Redeem: www.blissfulbrownies.com

By Amy Sherman
They just might be the best brownies ever made, with each chewy bite chock-full of chocolate chunks. Crafted in small batches from top-quality ingredients and free of preservatives, the elegantly packaged monsters are rich and dense, but pop them in the microwave and they become meltingly tender and luscious, as if they’d just came out of the oven.
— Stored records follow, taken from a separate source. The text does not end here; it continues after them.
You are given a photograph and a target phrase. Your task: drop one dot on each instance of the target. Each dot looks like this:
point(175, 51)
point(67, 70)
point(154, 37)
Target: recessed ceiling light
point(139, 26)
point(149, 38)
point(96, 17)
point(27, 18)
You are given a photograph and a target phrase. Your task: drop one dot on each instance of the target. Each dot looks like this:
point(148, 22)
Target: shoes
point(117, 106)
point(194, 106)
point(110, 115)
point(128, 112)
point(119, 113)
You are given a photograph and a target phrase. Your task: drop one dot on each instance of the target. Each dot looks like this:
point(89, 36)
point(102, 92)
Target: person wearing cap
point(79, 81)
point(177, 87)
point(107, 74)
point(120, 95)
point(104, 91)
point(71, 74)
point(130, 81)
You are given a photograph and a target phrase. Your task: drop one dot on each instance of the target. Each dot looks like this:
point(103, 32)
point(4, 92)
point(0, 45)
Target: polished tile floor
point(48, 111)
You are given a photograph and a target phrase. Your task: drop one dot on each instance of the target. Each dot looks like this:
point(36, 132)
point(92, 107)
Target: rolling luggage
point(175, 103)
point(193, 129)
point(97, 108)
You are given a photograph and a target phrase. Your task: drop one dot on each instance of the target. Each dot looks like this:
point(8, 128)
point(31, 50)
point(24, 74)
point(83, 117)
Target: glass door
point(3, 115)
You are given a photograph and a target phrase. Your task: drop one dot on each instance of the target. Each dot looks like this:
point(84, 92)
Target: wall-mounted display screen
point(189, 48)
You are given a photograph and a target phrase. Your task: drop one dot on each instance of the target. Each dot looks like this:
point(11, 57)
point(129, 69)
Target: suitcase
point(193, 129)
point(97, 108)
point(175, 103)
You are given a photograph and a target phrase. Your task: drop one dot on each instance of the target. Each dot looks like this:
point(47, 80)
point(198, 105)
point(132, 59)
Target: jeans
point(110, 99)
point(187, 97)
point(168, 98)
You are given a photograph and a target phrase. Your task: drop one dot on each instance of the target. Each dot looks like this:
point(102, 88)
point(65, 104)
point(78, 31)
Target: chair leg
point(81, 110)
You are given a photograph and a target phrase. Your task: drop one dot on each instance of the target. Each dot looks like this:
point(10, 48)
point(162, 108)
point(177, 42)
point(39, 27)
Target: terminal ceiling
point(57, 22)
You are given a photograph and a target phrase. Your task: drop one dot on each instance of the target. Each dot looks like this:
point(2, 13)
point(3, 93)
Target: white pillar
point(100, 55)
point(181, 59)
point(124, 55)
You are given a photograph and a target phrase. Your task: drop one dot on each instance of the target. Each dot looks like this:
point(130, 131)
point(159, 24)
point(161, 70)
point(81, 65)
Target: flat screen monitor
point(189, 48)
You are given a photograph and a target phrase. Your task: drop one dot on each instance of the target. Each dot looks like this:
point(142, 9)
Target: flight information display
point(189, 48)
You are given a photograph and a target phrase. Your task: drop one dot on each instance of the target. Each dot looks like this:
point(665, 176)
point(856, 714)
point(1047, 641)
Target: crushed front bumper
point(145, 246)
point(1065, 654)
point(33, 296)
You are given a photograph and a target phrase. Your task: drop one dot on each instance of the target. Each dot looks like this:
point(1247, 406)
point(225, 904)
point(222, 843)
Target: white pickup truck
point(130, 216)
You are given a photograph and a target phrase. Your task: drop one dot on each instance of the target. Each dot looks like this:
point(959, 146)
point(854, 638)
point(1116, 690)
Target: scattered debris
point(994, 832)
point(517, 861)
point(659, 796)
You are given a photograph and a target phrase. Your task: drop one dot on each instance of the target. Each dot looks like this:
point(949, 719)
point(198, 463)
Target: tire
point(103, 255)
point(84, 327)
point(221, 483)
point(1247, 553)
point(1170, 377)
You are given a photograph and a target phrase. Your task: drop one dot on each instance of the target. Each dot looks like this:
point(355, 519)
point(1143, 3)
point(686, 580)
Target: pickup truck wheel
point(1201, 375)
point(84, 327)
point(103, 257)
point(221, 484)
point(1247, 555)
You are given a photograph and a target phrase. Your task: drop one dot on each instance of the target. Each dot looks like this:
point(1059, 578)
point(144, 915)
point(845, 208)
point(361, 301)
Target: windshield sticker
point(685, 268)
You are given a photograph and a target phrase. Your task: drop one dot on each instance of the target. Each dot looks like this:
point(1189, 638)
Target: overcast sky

Ambler FitzSimons, the forced behind Blissful, chucked a promising law career for the love of these sweet chocolate squares—so you know she’s serious—and she continues to tinker with her base recipe to come up with even more extravagant creations. Brownies striped with a layer of peanut butter are a favorite, as are the sophisticated ones made with fresh raspberries right in the batter. (You’ll love them with port.) FitzSimons admits to a love of all things buttery, and her brown-sugar brownies have a true butterscotch flavor. But the award for most-over-the-top must go to her German chocolate brownies, with a crumbly glaze of coconut, pecans, brown sugar, and cream. That FitzSimons makes great brownies is not in question. That she will ever make judge is definitely in doubt.

Brownie Basics

To serve warm, microwave for 10–20 seconds

Store chocolate brownies in the refrigerator for up to two months (brown-sugar brownies—aka “blondies”—for up to one month)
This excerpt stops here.